Wednesday, January 9, 2019

2937 tasks

I feel like a big boy.

I just submitted an array job that consists of 2937 tasks to BU's shared computing cluster. Granted, they are embarrassingly parallel tasks, but this is still a job that consists of almost 3000 tasks so allow me to feel pretty pleased with myself.

Ok, let's back up a bit. Here's what I needed to do: I needed to run 89 yearly analysis (1922-2010) on 33 separate datasets (33 x 89 = 2937). I have been using the cluster to split my analysis by province, thus running 33 instances of the dofile at the same time. The SGE has a built-in FOR loop so it's pretty straightforward. I just tacked this on:
#$ -t 1-33
This loop uses an environment variable in SGE, $SGE_TASK_ID. I can then pass this variable to a macro in Stata:
local taskID : env SGE_TASK_ID
But how do I nest a second loop to complete the job? The last example from here suggests that I can create bash shell variables from the SGE environment variable. The bash shell also has built-in arithmetic operations, so one way is to work backwards: calculate the number of tasks I needed to complete, and split this into two loop counters (provID going from 1-33 and yearID going from 1922-2010), then passing the two counter variables along to Stata a la passing along taskID above. Here's the arithmetic operation I did:
#$ -t 1-2937
year_index=$(( (SGE_TASK_ID - 1) % 89 + 1 ))
prov_index=$(( (SGE_TASK_ID - year_index)/89 +1 ))
It turns out to not be as simple as that, however. Stata did not recognize my newly constructed environment variables. The suggested solutions both in Statalist and Stackoverflow called for either modifying the .bash_profile or launching AppleScript Editor, which I'm not comfortable doing and/or don't know how to do it on the cluster (and don't feel like spending extra three hours trying to experiment with a possibly disastrous outcome).
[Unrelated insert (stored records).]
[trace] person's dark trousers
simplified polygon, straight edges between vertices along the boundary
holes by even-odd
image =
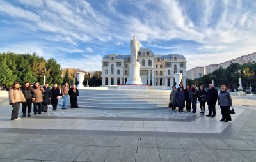
[[[12,111],[11,120],[14,120],[14,119],[18,118],[19,109],[20,109],[20,103],[15,103],[12,104],[12,107],[13,109]]]
[[[47,112],[47,111],[48,111],[48,105],[43,104],[43,106],[42,107],[42,112]]]
[[[205,102],[200,103],[200,109],[201,109],[201,112],[205,111]]]
[[[187,110],[191,110],[191,102],[190,99],[186,99],[186,108]]]
[[[222,119],[225,121],[231,121],[230,115],[230,107],[228,106],[221,106],[220,110],[221,110]]]
[[[57,110],[57,104],[52,104],[52,110]]]
[[[197,100],[195,99],[194,101],[191,101],[191,103],[192,103],[192,110],[194,112],[196,112]]]
[[[21,103],[22,104],[22,113],[26,114],[28,107],[28,113],[30,114],[31,112],[31,109],[32,109],[32,100],[26,99],[26,102]]]
[[[208,110],[209,110],[209,115],[212,115],[212,116],[216,115],[216,108],[215,108],[215,105],[208,105]]]
[[[34,105],[34,114],[41,114],[42,103],[33,103],[33,105]]]

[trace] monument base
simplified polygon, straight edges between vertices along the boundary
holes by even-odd
[[[140,67],[139,62],[130,63],[130,75],[125,84],[143,84],[140,77]]]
So here's what ends up working for me: I abandoned the idea of creating two loop counters using bash shell, straight up passed the $SGE_TASK_ID to Stata, and only in Stata split them into the approriate counters.
local taskID : env SGE_TASK_ID
local year_per_prov = 89
local yearID = mod((`taskID'-1),`year_per_prov')+1
local provID = floor((`taskID'-1)/`year_per_prov')+1
And this worked.


Only my inbox is groaning with the barrage of notification emails after the jobs are completed successfully.



P.S. I was worried 3000 is a bit much so I also limit the number of tasks running concurrently. First to 50, then to 150.
#$ -tc 150
With caps at 50, the job took roughly 5 hours. Tripling the limit (so it's as if I have 150 different computers running my dofile!) made the job took just around a couple of hours!